Casino smoking ban may be delayed
By DONALD WITTKOWSKI Staff Writer, 609-272-7258
Published: Friday, October 03, 2008
ATLANTIC CITY - Plans to make Atlantic City the first major casino market in the country completely smoke-free may be delayed amid warnings by Donald Trump and other gaming executives that it could devastate business.
City Council, at its meeting Wednesday, is expected to debate and possibly vote on whether to hold off having the smoking ban take effect Oct. 15. Mayor Scott Evans said he would be open to delaying the ban, but will leave the decision to council.
Evans noted that by postponing the ban, Atlantic City may be able to preserve jobs and protect the casinos from the nation's unfolding economic crisis. But he added that casino employees would continue to be exposed to the dangers of secondhand smoke.
Councilman Marty Small, whose ward includes five of the city's 11 casinos, said he has had discussions with gaming representatives about possibly suspending the smoking ban until the economy gets stronger.
"I have an open mind," Small said. "We have to do what is in the best interests of Atlantic City as a whole. Casinos pay 80 percent of our taxes and provide thousands of jobs for city residents.
"It is a sensitive issue on both sides," he continued. "We have to worry about the workers' health, but we also have an economic crisis in the country that has trickled down to this city."
Casinos are predicting the smoking ban will cause an additional 5 percent drop in gaming revenue on top of the 5.2 percent decline so far this year. The fear is smokers will flee from Atlantic City to Pennsylvania, Connecticut and other competing casino markets that allow gamblers to light up.
"The smoking ban will have a huge, negative impact on Atlantic City - beyond any competition, beyond anything," Trump said. "All we can do is to ask the council to reconsider."
Trump warned a decline in gaming business will translate into the loss of millions of dollars in state casino-tax revenue for social programs benefiting New Jersey's senior citizens and disabled residents.
"I just hope for the best. But the smoking ban itself will take tens of millions of dollars of taxes away and will take tens of millions of dollars of aid away from senior citizens and all of the things that we're doing," Trump told reporters Thursday after a ribbon-cutting ceremony to celebrate the grand opening of a $255 million hotel tower at Trump Taj Mahal Casino Resort.
Trump said he has already received about 15 calls from friends who complained they will no longer take gambling trips to Atlantic City because of the smoking ban.
"If you're a smoker, you have a problem," he said. "I hope the City Council is able to reconsider.
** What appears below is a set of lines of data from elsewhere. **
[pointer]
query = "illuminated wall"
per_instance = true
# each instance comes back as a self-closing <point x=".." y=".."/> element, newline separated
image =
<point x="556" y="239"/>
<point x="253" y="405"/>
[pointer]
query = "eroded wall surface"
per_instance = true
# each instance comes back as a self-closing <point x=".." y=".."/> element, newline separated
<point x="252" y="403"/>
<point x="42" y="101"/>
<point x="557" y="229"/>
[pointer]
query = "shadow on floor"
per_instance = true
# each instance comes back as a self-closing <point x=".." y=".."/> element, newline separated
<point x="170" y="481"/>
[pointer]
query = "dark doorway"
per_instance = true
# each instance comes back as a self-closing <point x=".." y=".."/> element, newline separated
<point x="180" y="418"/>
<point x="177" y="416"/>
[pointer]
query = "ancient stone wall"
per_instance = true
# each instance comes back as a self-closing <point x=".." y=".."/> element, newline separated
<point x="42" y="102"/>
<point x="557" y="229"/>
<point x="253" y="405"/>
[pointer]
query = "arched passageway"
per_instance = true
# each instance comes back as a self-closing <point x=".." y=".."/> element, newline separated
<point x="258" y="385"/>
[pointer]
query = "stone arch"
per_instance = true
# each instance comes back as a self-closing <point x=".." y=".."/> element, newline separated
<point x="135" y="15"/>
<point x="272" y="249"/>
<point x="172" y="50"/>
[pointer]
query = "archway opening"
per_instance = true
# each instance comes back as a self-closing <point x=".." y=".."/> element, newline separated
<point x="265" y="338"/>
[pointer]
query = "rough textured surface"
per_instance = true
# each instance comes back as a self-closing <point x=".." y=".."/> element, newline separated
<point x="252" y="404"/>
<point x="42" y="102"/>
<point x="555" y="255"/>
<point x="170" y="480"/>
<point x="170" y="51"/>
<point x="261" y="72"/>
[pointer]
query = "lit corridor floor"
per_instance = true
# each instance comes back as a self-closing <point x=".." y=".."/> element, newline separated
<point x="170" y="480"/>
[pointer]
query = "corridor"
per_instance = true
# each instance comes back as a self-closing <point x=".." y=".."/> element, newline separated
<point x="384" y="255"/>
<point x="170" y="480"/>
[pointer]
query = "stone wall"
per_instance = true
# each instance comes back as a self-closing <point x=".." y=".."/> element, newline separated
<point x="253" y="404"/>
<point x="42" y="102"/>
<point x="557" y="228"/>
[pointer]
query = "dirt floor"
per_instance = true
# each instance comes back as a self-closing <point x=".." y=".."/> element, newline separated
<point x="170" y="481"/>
This isn't for Donald Trump. This has nothing to do with me. But senior citizens and all of the big beneficiaries of Atlantic City are going to suffer greatly because of this ban. It's the only place in the United States with a full smoking ban, and it's going to be a disaster."
Evans, who headed a delegation of city officials attending the ribbon-cutting ceremony, seemed to agree with Trump.
"I believe that Donald Trump has a legitimate concern," the mayor said.
Although the ban prohibits smoking on the gaming floor, casino customers would be able to light up in lounges that contain no slot machines or gaming tables. Most of the casinos plan to build indoor lounges, but Borgata Hotel Casino & Spa has said its customers will have to go outside to smoke in weather-protected enclosures.
Mark Juliano, chief executive officer of Trump Entertainment Resorts Inc., the company that operates the three Trump casinos, said the gaming industry is unified in its belief that the smoking ban should be delayed.
"I think the most devastating thing is, if they are still allowed to smoke at casinos in Pennsylvania, it puts us at a very competitive disadvantage," Juliano said.
Smoking is allowed on 25 percent of the casino floor under a local law that took effect April 15, 2007. Last April, City Council voted to completely outlaw casino smoking starting Oct. 15. The historic vote followed intense lobbying by anti-smoking groups and warnings from casino unions that gaming employees are constantly at risk of secondhand smoke.
Milton Rosado, who oversees political issues for the United Auto Workers union, which represents casino dealers, said the labor group will vigorously oppose any attempt to delay the smoking ban.
"It's about the health, welfare and safety of the workers. The right thing to do is to stay with the smoking ban," Rosado said.
Dennis M. Farrell Jr., a gaming analyst for Wachovia Capital Markets, said City Council may have to delay the smoking ban to allow casinos to adjust their business models to the economic slowdown. Otherwise, some casinos may go out of business, he predicted.
"We believe there is a high probability that the Atlantic City marketplace could see more than one casino close its doors in the next two years, unless the full smoking ban is delayed or state relief is provided to these properties," Farrell wrote in a note to investors.